«74,5 % de baisse. Les causes systémiques de la crise de l'exportation des produits agricoles arméniens
Après les restrictions à l'entrée des produits agricoles arméniens sur le marché russe, les producteurs-exportateurs locaux se trouvent confrontés à un risque de pertes économiques irréversibles. Cependant, le véritable problème n'est pas seulement la fermeture du marché russe, mais le gouffre catastrophique qui s'est creusé entre les déclarations faites pendant des années par les autorités en place sur la diversification des marchés et les actions réelles. Selon les données officielles de juin 2026 de l'organe de contrôle de la sécurité alimentaire de la République d'Arménie, aucune alternative d'exportation n'a pratiquement été créée, et les déclarations des autorités concernant l'accès au marché de l'Union européenne n'étaient que le résultat d'un populisme politique et d'illusions déconnectées de la réalité.

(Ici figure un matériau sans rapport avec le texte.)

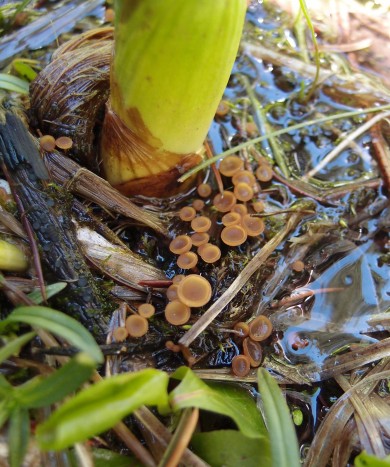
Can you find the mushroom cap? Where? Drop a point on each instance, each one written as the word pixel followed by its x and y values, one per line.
pixel 204 190
pixel 231 218
pixel 253 225
pixel 178 278
pixel 47 143
pixel 146 310
pixel 200 238
pixel 243 191
pixel 260 328
pixel 241 365
pixel 258 206
pixel 181 244
pixel 64 142
pixel 194 291
pixel 187 260
pixel 240 208
pixel 210 253
pixel 187 213
pixel 172 292
pixel 264 173
pixel 230 165
pixel 244 176
pixel 253 351
pixel 234 235
pixel 120 334
pixel 198 204
pixel 298 265
pixel 201 224
pixel 137 326
pixel 177 313
pixel 224 201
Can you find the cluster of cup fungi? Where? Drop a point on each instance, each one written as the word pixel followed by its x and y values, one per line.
pixel 239 221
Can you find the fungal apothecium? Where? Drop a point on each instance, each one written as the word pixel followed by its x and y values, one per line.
pixel 235 219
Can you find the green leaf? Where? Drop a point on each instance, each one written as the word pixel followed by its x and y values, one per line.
pixel 60 324
pixel 24 70
pixel 222 398
pixel 284 443
pixel 99 407
pixel 229 448
pixel 44 391
pixel 13 347
pixel 13 83
pixel 18 436
pixel 51 290
pixel 367 460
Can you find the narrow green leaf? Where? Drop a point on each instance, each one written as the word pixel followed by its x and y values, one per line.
pixel 230 448
pixel 13 83
pixel 18 436
pixel 367 460
pixel 60 324
pixel 99 407
pixel 13 347
pixel 284 443
pixel 225 399
pixel 51 290
pixel 43 391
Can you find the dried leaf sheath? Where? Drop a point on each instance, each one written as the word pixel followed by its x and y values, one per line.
pixel 52 224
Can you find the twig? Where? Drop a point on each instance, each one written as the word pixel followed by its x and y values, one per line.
pixel 239 282
pixel 345 143
pixel 181 438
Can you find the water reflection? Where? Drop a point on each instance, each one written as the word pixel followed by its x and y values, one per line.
pixel 312 331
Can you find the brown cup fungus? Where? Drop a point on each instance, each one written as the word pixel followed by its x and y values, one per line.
pixel 181 244
pixel 231 218
pixel 198 204
pixel 187 213
pixel 242 328
pixel 260 328
pixel 137 326
pixel 146 310
pixel 241 365
pixel 210 253
pixel 230 165
pixel 240 209
pixel 177 313
pixel 253 351
pixel 233 235
pixel 201 224
pixel 120 334
pixel 178 278
pixel 64 143
pixel 244 176
pixel 264 173
pixel 204 190
pixel 243 192
pixel 224 202
pixel 47 143
pixel 200 238
pixel 298 266
pixel 258 206
pixel 253 225
pixel 194 291
pixel 187 260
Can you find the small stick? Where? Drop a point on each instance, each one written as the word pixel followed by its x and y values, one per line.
pixel 207 318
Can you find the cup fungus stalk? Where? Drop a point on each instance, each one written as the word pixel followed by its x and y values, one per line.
pixel 171 64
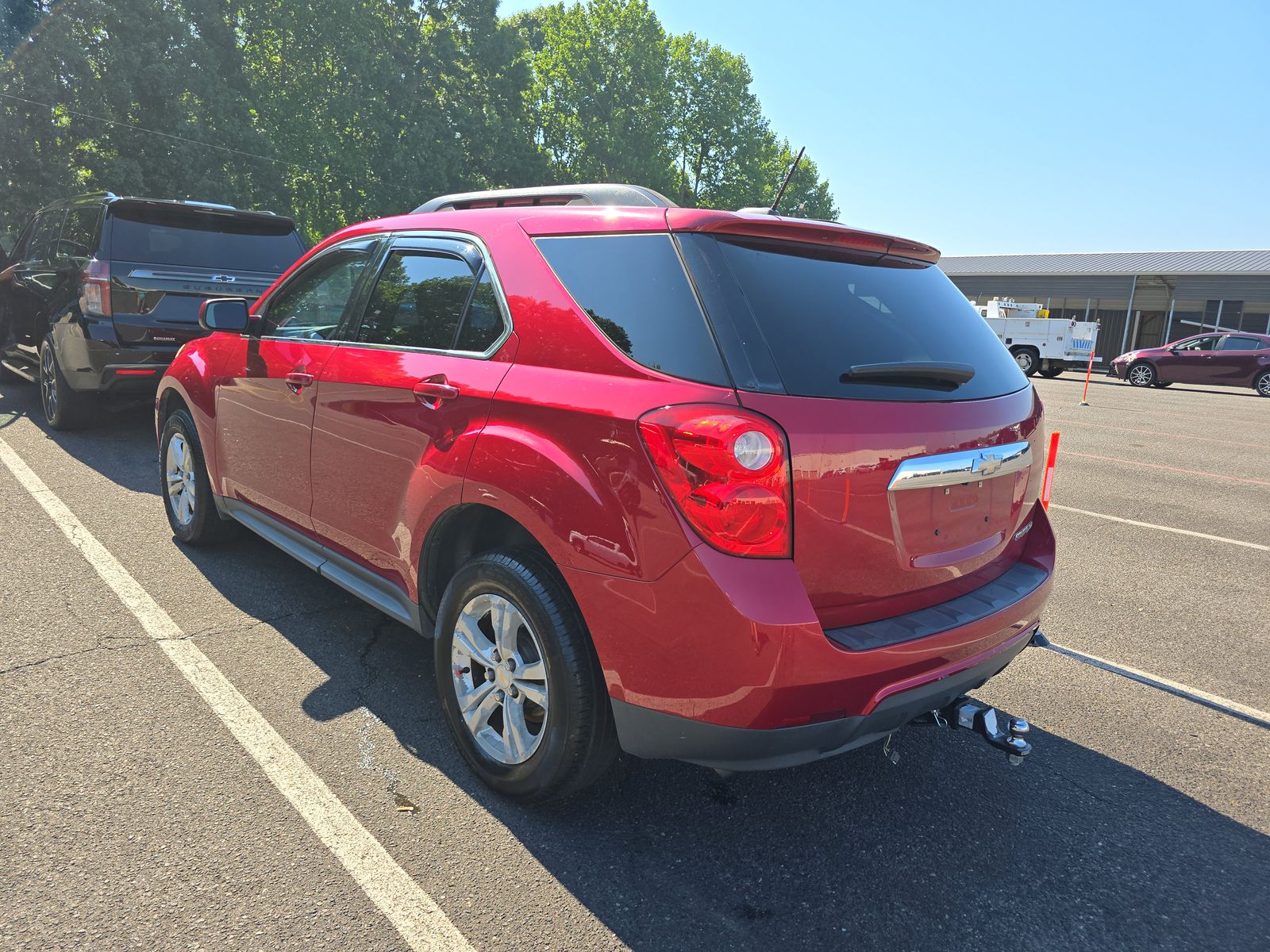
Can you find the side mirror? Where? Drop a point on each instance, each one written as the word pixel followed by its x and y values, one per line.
pixel 228 314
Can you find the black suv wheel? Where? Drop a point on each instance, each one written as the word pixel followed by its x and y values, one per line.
pixel 518 679
pixel 65 409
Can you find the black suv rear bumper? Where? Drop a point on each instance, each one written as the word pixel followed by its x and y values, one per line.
pixel 654 734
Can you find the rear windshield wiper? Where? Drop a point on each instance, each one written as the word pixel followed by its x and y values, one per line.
pixel 911 374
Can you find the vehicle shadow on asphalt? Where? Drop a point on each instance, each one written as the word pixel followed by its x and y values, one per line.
pixel 110 444
pixel 949 848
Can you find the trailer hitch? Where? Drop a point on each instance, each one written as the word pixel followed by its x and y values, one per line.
pixel 997 727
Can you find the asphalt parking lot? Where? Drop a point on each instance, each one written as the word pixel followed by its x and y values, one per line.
pixel 131 818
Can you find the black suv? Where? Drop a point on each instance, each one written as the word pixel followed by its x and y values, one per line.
pixel 108 289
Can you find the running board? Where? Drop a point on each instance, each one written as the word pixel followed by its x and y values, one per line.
pixel 351 577
pixel 31 378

La comparaison des données de juin montre l'ampleur réelle de la crise qui sévit dans le secteur. Si en juin 2025, l'exportation totale s'élevait à 31 738 tonnes, en juin 2026, elle a chuté à 8 095 tonnes. Une baisse d'environ 23 643 tonnes d'exportation a été enregistrée, ce qui représente une baisse de 74,5 %. Les statistiques concernant la direction russe sont encore plus choquantes : en juin 2025, environ 27 937 tonnes de fruits et légumes avaient été exportées vers la Russie, principalement des abricots, des tomates, des poivrons et des cerises, tandis qu'en juin 2026, ces volumes n'ont atteint que 110,4 tonnes, principalement des mûres et des pommes. Les exportations vers la Russie ont diminué de plus de 27 826 tonnes, enregistrant une baisse de 99,6 %, ce qui prouve que, malgré les différentes assurances des autorités politiques, le marché reste pratiquement fermé aux produits arméniens.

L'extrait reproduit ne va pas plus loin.